EFFENBERG - UN CANTAUTORE IN RIVA AL MARE - RECENSIONE E INTERVISTA A CURA DI LUCA STRA PER #DIAMANTINASCOSTI


Il mare è uno degli elementi naturali più evocativi, ricco di suggestioni ed è ad esso che pittori, poeti, musicisti nel tempo si sono ispirati. Così è stato anche per Effenberg, nome d’arte del cantautore Stefano Pomponi, originario di Lucca. L’ispirazione marina è molto evidente nell’ultimo singolo “Sale su sale”, con il featuring di Alberto Bianco, uscito nell’ottobre scorso. Il pezzo parla della vita, del desiderio di goderne ogni giorno con la consapevolezza che non è necessario affannarsi troppo a dare un senso a tutto. L’arrangiamento dipinge un quadro arioso che si colora di un testo che esprime appunto la volontà di “fare belli tutti i momenti, soprattutto quelli normali”, con la spensieratezza di chi si diverte a “fare il verso agli animali”. La canzone è insomma un inno al vivere qui e ora, a cogliere l’attimo fuggente, a provare, osare, sognare insieme. Prima di “Sale su sale” il cantautore ha pubblicato nel 2025 altri due singoli. Il brano “Anch’io” è cantato in duetto con la cantautrice Anna Carol, la cui voce danza con quella di Effenberg il ballo di una storia d’amore che, in realtà, è anche una riflessione sincera su come viviamo i nostri sentimenti.  Versi chiave sono “ti amo anch’io può essere una brutta frase” e “l’amore è una sentenza, una sentenza che ha le sue ragioni. Passeggiata delle confessioni, ci diciamo passo dopo passo tutti i nostri errori”. L’arrangiamento fonde strumenti canonici con una componente elettronica più marcata, ma funzionale alla resa del brano, che ha la potenzialità di arrivare ad una platea ampia suscitando l’interesse di persone con punti di riferimento musicali anche molto differenti tra loro. Prima di “Anch’io” Effenberg ha pubblicato “Sogno aziendale”, una fuga dall’opprimente quotidiano e il desiderio di lasciarsi andare usando la luce come un lampione, come recita un verso del brano, per ingannare il tempo sapendo che ogni strada porta dove ci vuole portare e quindi, in fondo, non si può avere il controllo su tutto. Dal punto di vista sonoro l’arrangiamento cadenzato valorizza le qualità non solo melodiche ma anche ritmiche del pezzo rendendolo particolarmente accattivante. Sul finale colpisce lo scat usato alla maniera di Lucio Dalla che, registrato quasi in presa diretta con la voce fuoricampo che commenta “è sbagliato”, strappa un sorriso di complicità. 

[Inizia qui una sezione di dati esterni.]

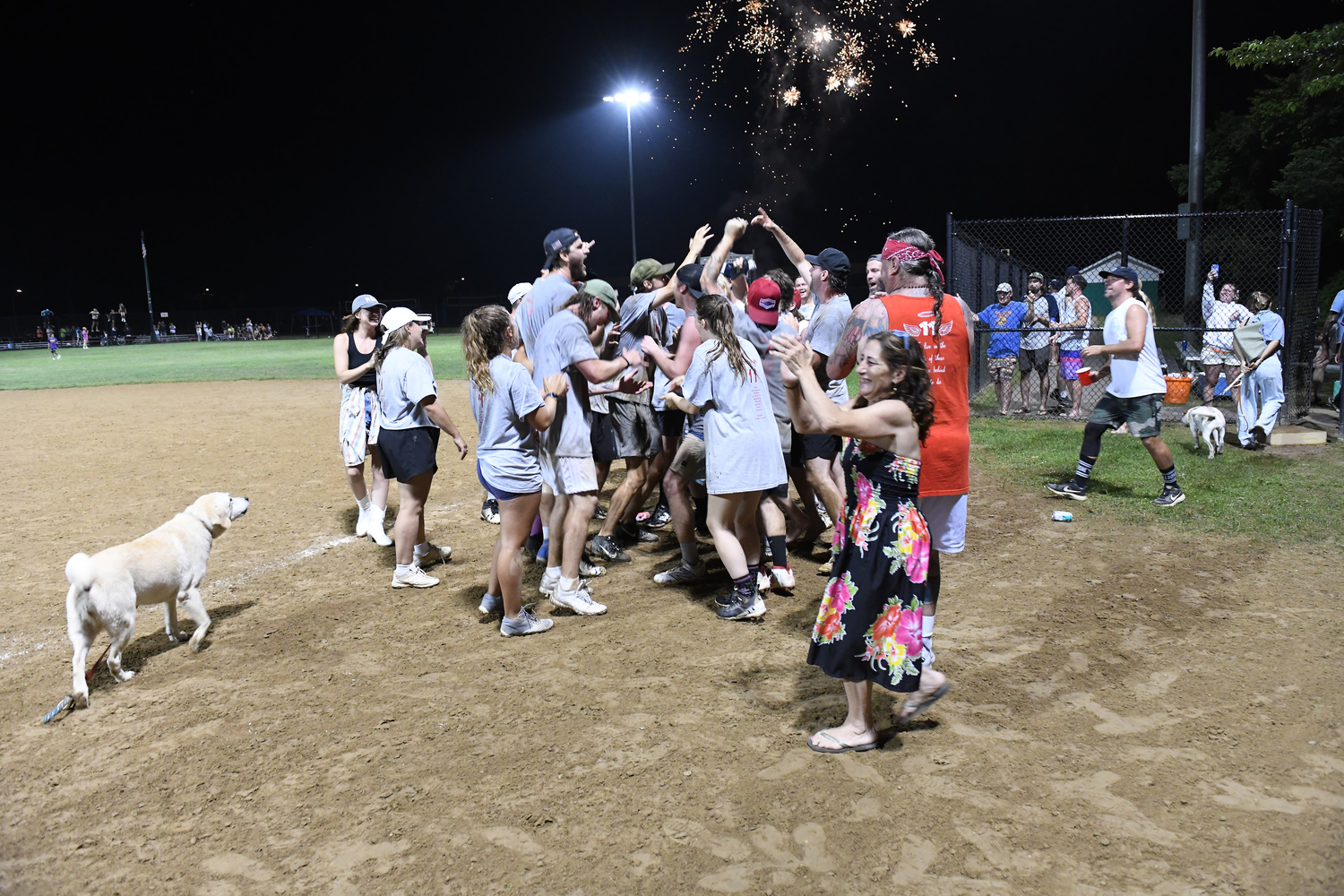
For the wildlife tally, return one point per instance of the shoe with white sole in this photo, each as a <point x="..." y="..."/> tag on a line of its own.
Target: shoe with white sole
<point x="413" y="578"/>
<point x="682" y="573"/>
<point x="580" y="600"/>
<point x="524" y="624"/>
<point x="435" y="554"/>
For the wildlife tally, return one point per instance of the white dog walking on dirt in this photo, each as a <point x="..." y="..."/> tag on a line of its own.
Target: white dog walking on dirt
<point x="166" y="565"/>
<point x="1210" y="424"/>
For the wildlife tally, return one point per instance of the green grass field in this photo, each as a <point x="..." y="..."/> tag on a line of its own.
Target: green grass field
<point x="288" y="359"/>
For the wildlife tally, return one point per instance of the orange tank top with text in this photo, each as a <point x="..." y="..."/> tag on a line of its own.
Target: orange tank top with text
<point x="946" y="450"/>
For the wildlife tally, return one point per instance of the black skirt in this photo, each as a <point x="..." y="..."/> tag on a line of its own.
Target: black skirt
<point x="409" y="452"/>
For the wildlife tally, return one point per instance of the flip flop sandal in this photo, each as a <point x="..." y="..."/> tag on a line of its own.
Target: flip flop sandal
<point x="839" y="747"/>
<point x="914" y="707"/>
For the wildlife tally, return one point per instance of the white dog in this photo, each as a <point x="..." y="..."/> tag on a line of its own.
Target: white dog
<point x="161" y="567"/>
<point x="1210" y="424"/>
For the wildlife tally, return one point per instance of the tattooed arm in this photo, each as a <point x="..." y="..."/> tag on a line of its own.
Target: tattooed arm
<point x="867" y="319"/>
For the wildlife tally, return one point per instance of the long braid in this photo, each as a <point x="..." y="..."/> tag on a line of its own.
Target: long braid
<point x="717" y="314"/>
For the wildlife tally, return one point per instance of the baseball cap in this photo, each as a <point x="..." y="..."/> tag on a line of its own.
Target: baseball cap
<point x="648" y="269"/>
<point x="690" y="277"/>
<point x="604" y="290"/>
<point x="558" y="241"/>
<point x="763" y="301"/>
<point x="518" y="292"/>
<point x="1124" y="273"/>
<point x="400" y="317"/>
<point x="831" y="260"/>
<point x="365" y="301"/>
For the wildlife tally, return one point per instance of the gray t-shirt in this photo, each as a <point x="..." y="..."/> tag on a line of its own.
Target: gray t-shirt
<point x="542" y="303"/>
<point x="1039" y="333"/>
<point x="741" y="441"/>
<point x="823" y="336"/>
<point x="505" y="449"/>
<point x="561" y="344"/>
<point x="403" y="382"/>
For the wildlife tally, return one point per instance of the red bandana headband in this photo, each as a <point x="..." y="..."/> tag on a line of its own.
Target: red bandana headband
<point x="908" y="253"/>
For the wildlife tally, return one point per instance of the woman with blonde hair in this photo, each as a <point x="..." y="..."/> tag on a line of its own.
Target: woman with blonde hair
<point x="354" y="351"/>
<point x="508" y="409"/>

Effenberg ha accettato di condividere il significato dei suoi pezzi e alcune riflessioni sui modi per affrontare la vita di oggi.


- Ascoltando i tre singoli usciti nel 2025, quindi “Sogno aziendale”, “Anch’io” e l’ultimo “Sale su sale” emerge quanto sia importante per te l’elemento mare. Il mare, infatti, fa capolino in tutte e tre i pezzi. Quali sono le suggestioni che ti porta in quanto cantautore?
- In realtà è una storia che va oltre questi tre singoli, in tutta la mia discografia emerge in modo prepotente il mare anche perché sono tantissimi anni che lo frequento sia d’estate che d’inverno. E’ un elemento che ispira molte persone perché è, si potrebbe dire, mantrico, ipnotico, una specie di foglio bianco che ti resetta un po’ i pensieri. Quando vado al mare anche d’inverno è uno dei pochi posti in cui i pensieri rallentano e si diradano. Quindi è rilassante e direi anche un po’ mistico.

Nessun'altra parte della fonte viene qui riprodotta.